Se mi si concede che il criterio rilevante per distinguere la destra e la sinistra è il diverso atteggiamento rispetto all’ideale dell’uguaglianza, e il criterio rilevante per distinguere l’ala moderata e quella estremista, tanto nella destra quanto nella sinistra, è il diverso atteggiamento rispetto alla libertà, si può ripartire schematicamente lo spettro in cui si collocano dottrine e movimenti politici, in queste quattro parti:
a) all’estrema sinistra stanno i movimenti insieme egualitari e autoritari, di cui l’esempio storico più importante, tanto da essere diventata un’astratta categoria applicabile, ed effettivamente applicata, a periodi e situazioni storiche diverse, è il giacobinismo;
b) al centro sinistra, dottrine e movimenti insieme egualitari e libertari, per i quali potremmo oggi usare l’espressione “socialismo liberale”, per comprendervi tutti i partiti socialdemocratici, pur nelle loro diverse prassi politiche;
c) al centro destra, dottrine e movimenti insieme libertari e inegualitari, entro cui rientrano i partiti conservatori, che si distinguono dalle destre reazionarie per la loro fedeltà al metodo democratico, ma, rispetto all’ideale dell’uguaglianza, si attestano e si arrestano sull’uguaglianza di fronte alla legge, che implica unicamente il dovere da parte del giudice di applicare imparzialmente le leggi;
d) all’estrema destra, dottrine e movimenti antiliberali e antiegualitari, di cui credo sia superfluo indicare esempi storici ben noti come il fascismo e il nazismo.

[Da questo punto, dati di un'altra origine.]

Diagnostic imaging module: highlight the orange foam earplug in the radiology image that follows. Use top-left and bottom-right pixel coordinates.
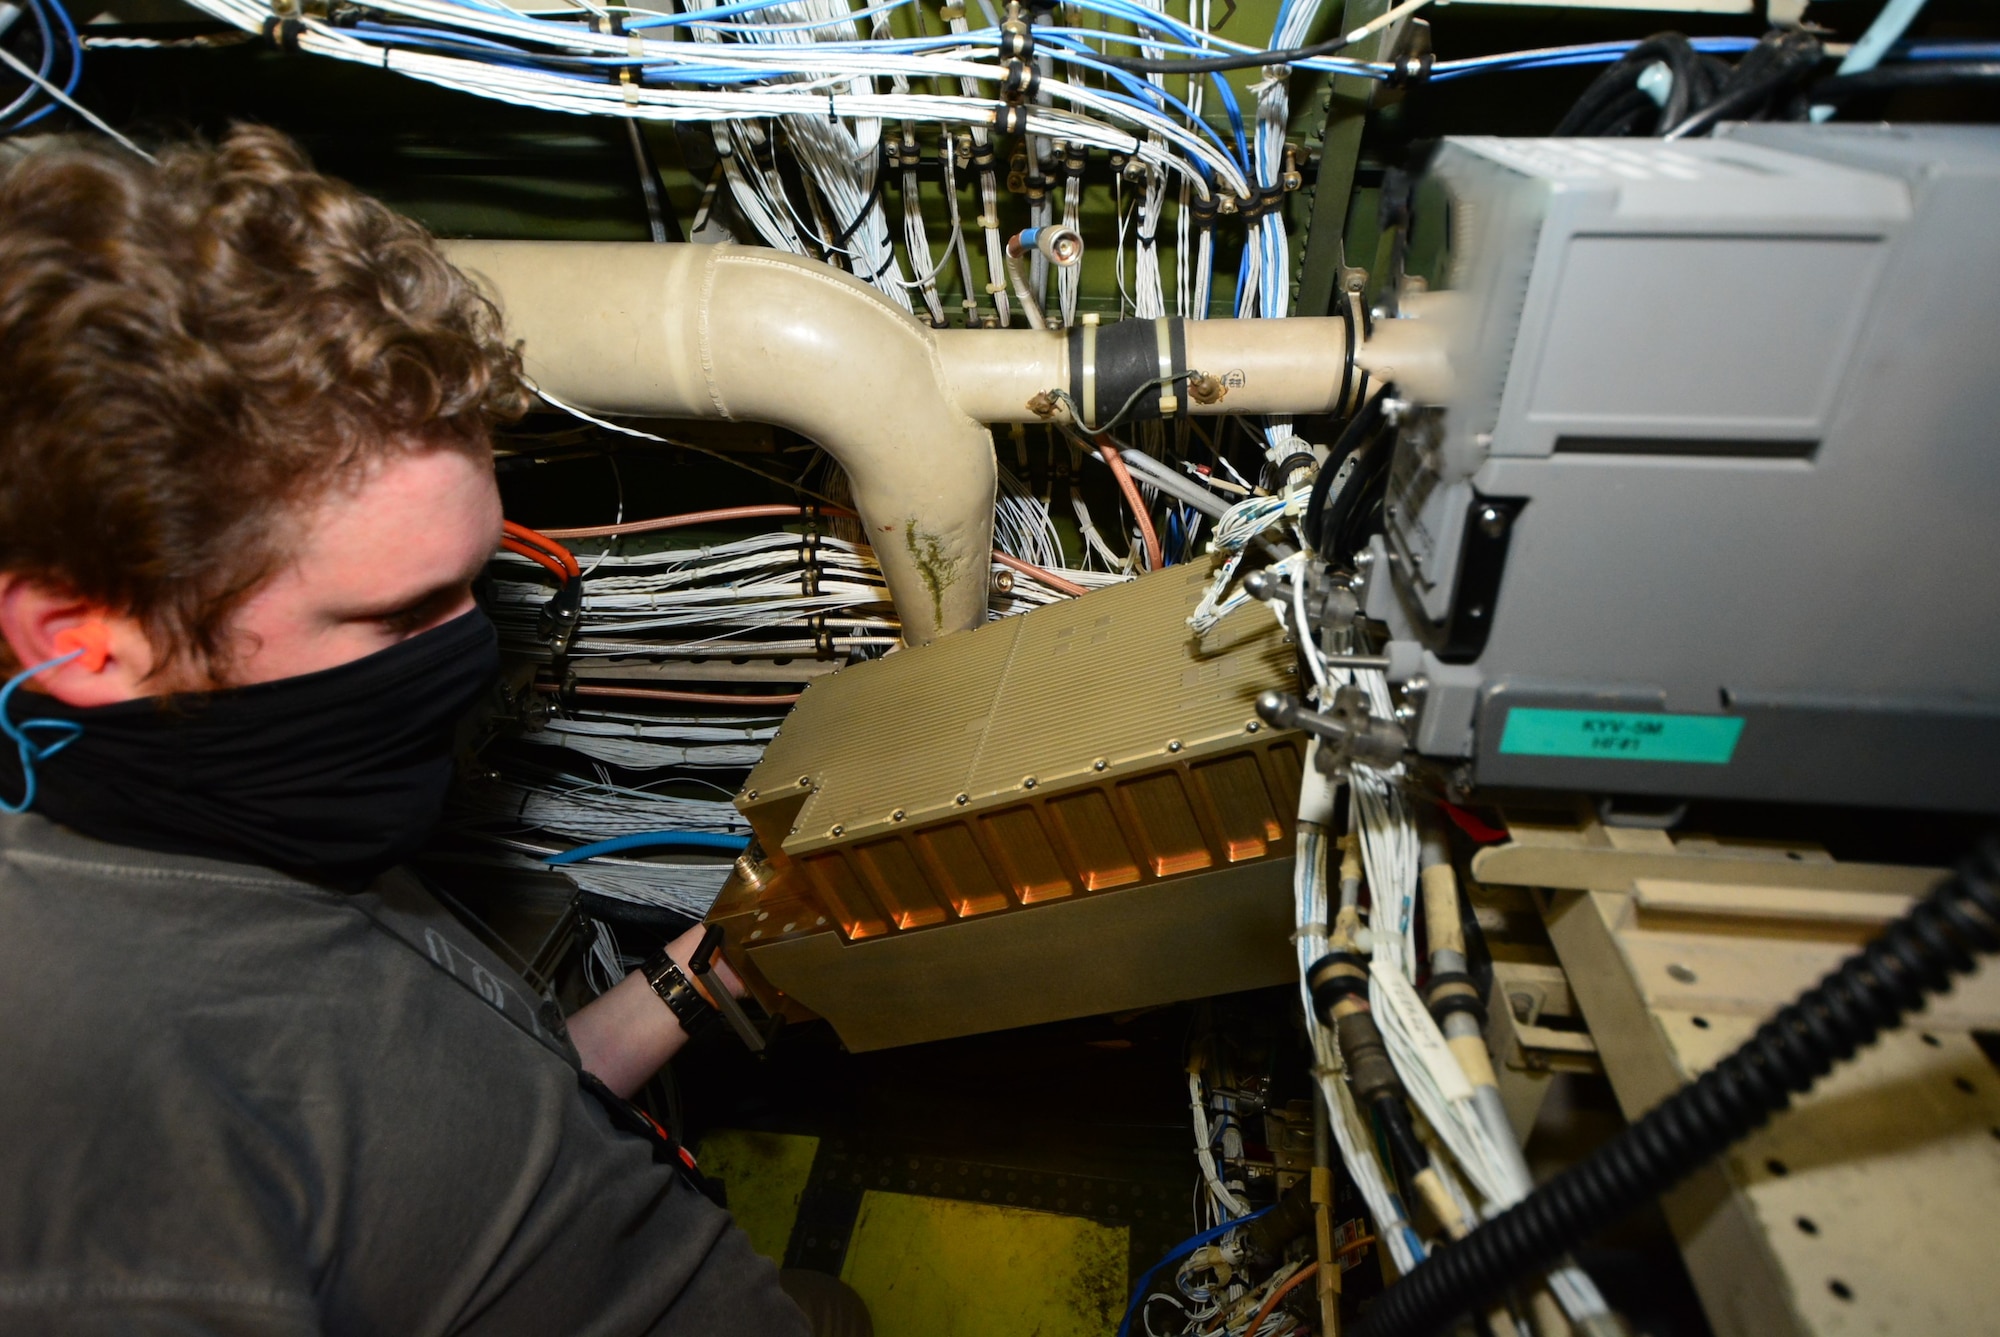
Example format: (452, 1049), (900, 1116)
(51, 621), (111, 673)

Va da sé che la realtà è più varia di questo schema, costruito soltanto su due criteri, ma si tratta di due criteri fondamentali, che, combinati, servono a designare una mappa che salva la contestata distinzione tra destra e sinistra, e nello stesso tempo risponde alla troppo facile obiezione che vengono considerati di destra o di sinistra dottrine e movimenti non omogenei come, a sinistra, comunismo e socialismo democratico, a destra, fascismo e conservatorismo; spiega anche perchè, sebbene non omogenei, possano essere in situazioni eccezionali di crisi, potenzialmente alleati.